According to Data monitor, “facing these challenges, Carrefour has probably made the right call in making an early withdrawal from the market. A dire macroeconomic environment and the strength of domestic discounters in the current climate make breaking into Russia organically a significant challenge. Furthermore, the difficulties in acquiring a local player and other market hindrances would have made Carrefour’s quest to gain scale and leadership in the country a costly and uphill struggle.”

Reports in the French newspaper “Le Monde” suggested that the top investors were insisting Carrefour pull out of Russia, China and Brazil so they could regain their investment. Many analysts opined that the withdrawal from Russia meant that Carrefour remained committed to its goal of attaining a leadership position in the markets in which it operated and exiting the countries where it did not find the opportunity to be among the top retailers in a span of a few years.
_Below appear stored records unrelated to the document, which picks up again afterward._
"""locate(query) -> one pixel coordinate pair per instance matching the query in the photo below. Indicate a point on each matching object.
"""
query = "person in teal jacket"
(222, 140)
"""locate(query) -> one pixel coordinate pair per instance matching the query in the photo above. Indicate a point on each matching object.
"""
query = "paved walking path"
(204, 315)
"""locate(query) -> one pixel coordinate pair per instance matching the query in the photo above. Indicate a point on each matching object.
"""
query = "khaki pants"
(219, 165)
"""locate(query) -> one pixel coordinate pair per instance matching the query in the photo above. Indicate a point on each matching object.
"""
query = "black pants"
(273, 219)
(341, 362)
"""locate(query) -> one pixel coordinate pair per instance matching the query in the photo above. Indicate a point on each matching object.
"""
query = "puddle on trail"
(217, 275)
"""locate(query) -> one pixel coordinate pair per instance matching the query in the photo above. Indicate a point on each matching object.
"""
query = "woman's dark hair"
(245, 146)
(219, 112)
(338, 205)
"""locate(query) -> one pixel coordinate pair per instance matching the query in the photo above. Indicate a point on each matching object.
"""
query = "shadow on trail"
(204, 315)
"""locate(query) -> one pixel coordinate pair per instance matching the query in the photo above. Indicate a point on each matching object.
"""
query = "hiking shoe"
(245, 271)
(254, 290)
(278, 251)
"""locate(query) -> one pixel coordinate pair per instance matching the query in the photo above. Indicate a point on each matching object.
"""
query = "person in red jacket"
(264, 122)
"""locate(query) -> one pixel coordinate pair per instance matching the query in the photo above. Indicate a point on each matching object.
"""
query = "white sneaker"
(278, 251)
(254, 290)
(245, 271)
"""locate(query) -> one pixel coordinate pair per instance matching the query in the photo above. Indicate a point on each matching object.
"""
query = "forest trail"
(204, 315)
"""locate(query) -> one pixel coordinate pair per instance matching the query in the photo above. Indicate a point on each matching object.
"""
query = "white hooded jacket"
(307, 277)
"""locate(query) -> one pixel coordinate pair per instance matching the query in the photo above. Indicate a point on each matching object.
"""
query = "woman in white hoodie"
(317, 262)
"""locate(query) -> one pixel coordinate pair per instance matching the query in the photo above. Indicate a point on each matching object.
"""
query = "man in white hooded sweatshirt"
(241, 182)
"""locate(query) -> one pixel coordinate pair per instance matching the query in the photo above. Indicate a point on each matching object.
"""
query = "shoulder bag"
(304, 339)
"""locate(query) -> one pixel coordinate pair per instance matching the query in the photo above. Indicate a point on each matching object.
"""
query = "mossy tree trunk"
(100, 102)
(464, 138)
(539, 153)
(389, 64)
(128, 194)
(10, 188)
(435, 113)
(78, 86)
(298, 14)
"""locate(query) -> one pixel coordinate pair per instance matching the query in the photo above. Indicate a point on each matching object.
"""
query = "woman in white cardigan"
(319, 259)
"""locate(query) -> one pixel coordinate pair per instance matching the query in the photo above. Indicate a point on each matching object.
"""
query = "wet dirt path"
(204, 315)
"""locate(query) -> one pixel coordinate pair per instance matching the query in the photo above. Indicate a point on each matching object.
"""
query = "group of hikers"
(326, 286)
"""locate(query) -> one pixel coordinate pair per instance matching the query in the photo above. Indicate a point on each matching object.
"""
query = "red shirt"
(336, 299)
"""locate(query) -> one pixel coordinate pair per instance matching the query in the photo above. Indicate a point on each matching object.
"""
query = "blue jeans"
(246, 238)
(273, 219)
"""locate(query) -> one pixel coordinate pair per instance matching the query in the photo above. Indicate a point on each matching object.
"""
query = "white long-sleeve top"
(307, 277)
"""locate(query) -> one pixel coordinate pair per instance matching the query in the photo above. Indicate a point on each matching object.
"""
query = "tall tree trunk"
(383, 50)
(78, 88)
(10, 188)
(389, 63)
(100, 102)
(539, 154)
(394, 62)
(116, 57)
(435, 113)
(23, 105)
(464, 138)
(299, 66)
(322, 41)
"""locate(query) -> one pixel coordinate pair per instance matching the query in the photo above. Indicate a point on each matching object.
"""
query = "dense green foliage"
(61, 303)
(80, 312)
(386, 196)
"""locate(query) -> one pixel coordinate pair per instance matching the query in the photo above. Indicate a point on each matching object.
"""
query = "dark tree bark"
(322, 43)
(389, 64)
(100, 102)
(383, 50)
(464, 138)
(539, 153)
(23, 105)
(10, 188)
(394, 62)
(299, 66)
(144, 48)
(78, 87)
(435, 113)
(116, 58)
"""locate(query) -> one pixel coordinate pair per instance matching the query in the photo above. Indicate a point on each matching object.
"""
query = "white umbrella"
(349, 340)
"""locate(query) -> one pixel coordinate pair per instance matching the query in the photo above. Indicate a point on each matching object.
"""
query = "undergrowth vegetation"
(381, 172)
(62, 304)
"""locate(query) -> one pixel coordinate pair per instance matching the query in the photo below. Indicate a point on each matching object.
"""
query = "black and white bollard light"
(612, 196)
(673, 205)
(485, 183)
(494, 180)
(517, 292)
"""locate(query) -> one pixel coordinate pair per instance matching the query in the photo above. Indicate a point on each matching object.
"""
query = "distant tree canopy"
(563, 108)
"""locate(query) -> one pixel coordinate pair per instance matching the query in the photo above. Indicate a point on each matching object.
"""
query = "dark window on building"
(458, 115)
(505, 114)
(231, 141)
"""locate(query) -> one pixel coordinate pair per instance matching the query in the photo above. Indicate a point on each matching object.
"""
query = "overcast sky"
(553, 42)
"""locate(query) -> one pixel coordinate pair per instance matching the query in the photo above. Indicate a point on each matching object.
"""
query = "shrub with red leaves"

(ii) “Stores in emerging markets are the only ones doing well and offering good growth prospects, so selling them makes no sense other than making short-term financial gain.” Yes I do agree with this statement. Analysts have said that Carrefour spent three years researching the markets in Russia. This should have been long enough for them to fully understand the difficulties of retailing in Russia. At the time of entering, Russia was experiencing a recession so Carrefour should have known that it would be difficult. Between 07 and 08 the retailing industry in Russia experienced growth of 27.5%. As of 2009 Russia was Europe’s fastest growing consumer economy and by 2012 it is expected to overtake the UK and Germany in terms of retail sales. These figures show that it makes no sense to leave such a promising market. This growth was fuelled by high disposable incomes by the Russian population.

According to Jamie Vazquez, an analyst at JPMorgan Chase & Co. in London, “Turning around the hypermarkets in a deflationary environment and with a weak price is not going to be easy”. Carrefour knew at the time that it would be an uphill struggle to gain market share in the Russian market, and that it would take time to do so, four months was not long enough to decide to exit the market. In September 2009, a report in Le Monde mentioned that Carrefour was under pressure from top shareholders to pull out of all emerging markets. They also go on to say that they were under pressure to leave the lucrative market of Latin America from top shareholders. I believe that even though the long term prospects were potentially profitable in Russia, the shareholders forced them to pull out due to a number of factors, such as; failure to acquire Seventh Continent, and failure to gain leadership in the market. Due to these factors the top shareholders saw the exiting of the markets as the best option in order to make a short-term financial gain.